Invention: Bamboo Faucet

Description

Villagers in Yelkis, on Vanuatu’s Tanna island, try out an outdoor hand-washing station made with a plentiful local material: bamboo.

A community member from Yelkis village in southwest Tanna has created an innovative tippy-tap using bamboo instead of the usual plastic bottles. World Vision held a celebration in Yelkis to acknowledge the inventor and celebrate with the community. 

In the past, people from Yelkis and other communities in southwest Tanna faced water shortages.  Provincial authorities asked World Vision to focus on southwest Tanna, which had the highest prevalence of malnutrition and illness.

From 2013 to 2016 World Vision implemented a water, sanitation and hygiene project in Tanna.

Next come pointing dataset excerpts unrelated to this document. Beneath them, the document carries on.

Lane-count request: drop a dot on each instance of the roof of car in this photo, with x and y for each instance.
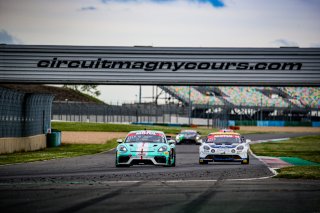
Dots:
(188, 130)
(224, 133)
(147, 131)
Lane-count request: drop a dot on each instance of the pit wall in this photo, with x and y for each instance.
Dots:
(273, 123)
(22, 144)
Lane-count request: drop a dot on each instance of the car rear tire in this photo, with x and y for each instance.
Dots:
(203, 162)
(245, 161)
(175, 159)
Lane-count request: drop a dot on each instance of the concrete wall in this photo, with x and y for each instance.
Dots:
(31, 143)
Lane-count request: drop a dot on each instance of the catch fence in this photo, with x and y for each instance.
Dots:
(24, 114)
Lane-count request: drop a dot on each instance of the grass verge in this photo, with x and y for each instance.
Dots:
(63, 151)
(307, 148)
(299, 172)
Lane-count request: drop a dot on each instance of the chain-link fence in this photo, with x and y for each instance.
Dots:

In addition to constructing water systems, World Vision worked with community members to build bush toilets for themselves.  

To promote good hygiene practices, World Vision introduced tippy taps, which are plastic bottles filled with water attached to a piece of string and placed near bush toilets.  Having tippy taps and soap near toilets makes it easier for community members to wash their hands after going to the toilet.  

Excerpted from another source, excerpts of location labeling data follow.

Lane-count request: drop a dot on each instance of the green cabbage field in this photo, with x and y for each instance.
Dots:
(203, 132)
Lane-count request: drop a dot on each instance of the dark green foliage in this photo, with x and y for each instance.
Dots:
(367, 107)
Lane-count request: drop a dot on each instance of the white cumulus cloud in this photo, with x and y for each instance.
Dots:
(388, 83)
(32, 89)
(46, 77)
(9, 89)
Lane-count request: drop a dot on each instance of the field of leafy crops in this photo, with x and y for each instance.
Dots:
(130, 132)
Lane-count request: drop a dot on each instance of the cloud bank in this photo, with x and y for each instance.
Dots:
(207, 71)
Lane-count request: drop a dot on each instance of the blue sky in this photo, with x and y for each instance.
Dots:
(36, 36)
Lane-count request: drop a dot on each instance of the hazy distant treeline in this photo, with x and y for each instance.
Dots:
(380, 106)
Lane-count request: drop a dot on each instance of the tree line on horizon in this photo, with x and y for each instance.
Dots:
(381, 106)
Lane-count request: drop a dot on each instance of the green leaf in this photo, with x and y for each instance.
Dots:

Clean water, toilets and tippy taps have had a positive impact on the lives of people in the community.  World Vision staff observed that most community members placed tippy taps near their toilets, but some did not.  And in Yelkis community, this led to an innovation. 

Tom Yaken, father of two, didn’t have any plastic bottles to make a tippy tap so he decided to try something new.

“I remembered my grandfather used to fetch water with bamboo when I was a little boy, so I decided to create a tippy tap using bamboo for my children to wash their hands,” Tom said.

He removed the inside nodes from the bamboo and drilled a tiny hole at the bottom where water exits when the plug is pulled so children can wash their hands The bamboo tippy tap is a simple device that stores more water than the small plastic bottles that are usually used for tippy taps. 

The chief of Yelkis community, Tom Nial, said in the past in his community children were not very healthy but thanks to World Vision things have improved a lot for children. 

“World Vision taught us how to plant and eat nutritious food, installed water supply systems, helped us build toilets, introduced tippy taps for good hygiene, and we invented this bamboo tippy tap.  You can see everyone washing their hands – it’s becoming a routine, particularly with children -- and it’s something they will keep doing for the rest of their lives and pass on to their children,” says chief Nial.